The doctor, John Henry Hagmann, was cited for training he provided in 2012 and 2013 in Virginia, North Carolina, Colorado and Great Britain.
Students testified on Friday that Hagmann also performed penile nerve blocks and instructed them to insert catheters into one another's genitals.
"The evidence is so overwhelming and so bizarre as to almost shock the conscience of a prosecutor who's been doing this for 26 years," Assistant Attorney General Frank Pedrotty told the Virginia Board of Medicine.

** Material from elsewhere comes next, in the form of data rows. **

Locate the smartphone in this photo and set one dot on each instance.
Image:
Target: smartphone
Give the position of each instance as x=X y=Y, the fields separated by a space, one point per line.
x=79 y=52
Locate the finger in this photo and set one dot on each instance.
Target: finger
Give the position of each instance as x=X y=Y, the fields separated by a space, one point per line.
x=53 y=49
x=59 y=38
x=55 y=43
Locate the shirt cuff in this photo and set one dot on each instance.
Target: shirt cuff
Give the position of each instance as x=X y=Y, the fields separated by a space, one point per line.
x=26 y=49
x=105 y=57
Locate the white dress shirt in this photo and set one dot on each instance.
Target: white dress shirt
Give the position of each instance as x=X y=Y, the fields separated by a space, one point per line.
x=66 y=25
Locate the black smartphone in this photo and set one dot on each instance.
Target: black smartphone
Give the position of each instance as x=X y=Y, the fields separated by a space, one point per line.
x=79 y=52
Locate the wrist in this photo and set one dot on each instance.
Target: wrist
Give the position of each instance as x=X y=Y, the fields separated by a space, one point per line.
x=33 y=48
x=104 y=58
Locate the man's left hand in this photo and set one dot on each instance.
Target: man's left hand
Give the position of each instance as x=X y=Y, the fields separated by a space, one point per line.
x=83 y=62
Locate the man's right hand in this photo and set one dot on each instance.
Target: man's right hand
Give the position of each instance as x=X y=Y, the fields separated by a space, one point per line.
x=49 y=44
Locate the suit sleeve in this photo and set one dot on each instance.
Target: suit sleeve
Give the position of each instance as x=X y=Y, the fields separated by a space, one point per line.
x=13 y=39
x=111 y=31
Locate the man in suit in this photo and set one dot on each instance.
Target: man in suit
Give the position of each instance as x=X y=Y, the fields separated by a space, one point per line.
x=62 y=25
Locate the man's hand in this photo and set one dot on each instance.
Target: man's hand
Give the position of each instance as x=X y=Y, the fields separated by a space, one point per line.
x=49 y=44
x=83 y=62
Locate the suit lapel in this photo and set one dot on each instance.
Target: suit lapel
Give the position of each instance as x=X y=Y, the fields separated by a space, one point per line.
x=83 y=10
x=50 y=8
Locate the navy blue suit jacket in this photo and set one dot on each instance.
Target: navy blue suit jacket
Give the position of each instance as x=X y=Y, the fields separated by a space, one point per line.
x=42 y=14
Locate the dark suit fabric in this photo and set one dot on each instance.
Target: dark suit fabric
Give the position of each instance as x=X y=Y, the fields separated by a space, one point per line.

Two students provided the board with pictures of chest scars they received when procedures went awry. Three students testified that others became violently ill or began hallucinating after Hagmann gave them ketamine.
"What we're seeing is way off the charts," said board chair Kevin O'Connor. "Quite honestly, I'm speechless."
Hagmann, who did not appear at Friday's hearing, has told Reuters that he did nothing wrong. Hagmann can appeal but could not be reached for comment afterward.
"This is so abhorrent and abnormal," testified John Prescott, chief academic officer, Association of American Medical Colleges. "In a combat setting, I have a hard time – I mean, there's no indication you would ever need a penile block, ever."
Reuters reported on Wednesday that military officials had long known about Hagmann's methods. A four-star general briefly halted them in 2005, but the doctor resumed his government contracts, earning at least $10.5 million since then.
Two male students testified on Friday about private rectal exams. One said that he gave Hagmann an exam that the doctor filmed. The other described regret that he allowed Hagmann to perform a rectal exam on him.
"I can't imagine a worse violation of trust," said the student, whose name, like other trainees who testified, was shielded from the public. "There's no excuse for the way this course was run."
Colonel Neil Page, who investigated the matter for the Uniformed Service University for the Health Sciences, the military medical school, testified that Hagmann's defense that the students volunteered for procedures is irrelevant because they were intoxicated.
"There was a line that was crossed," Page said.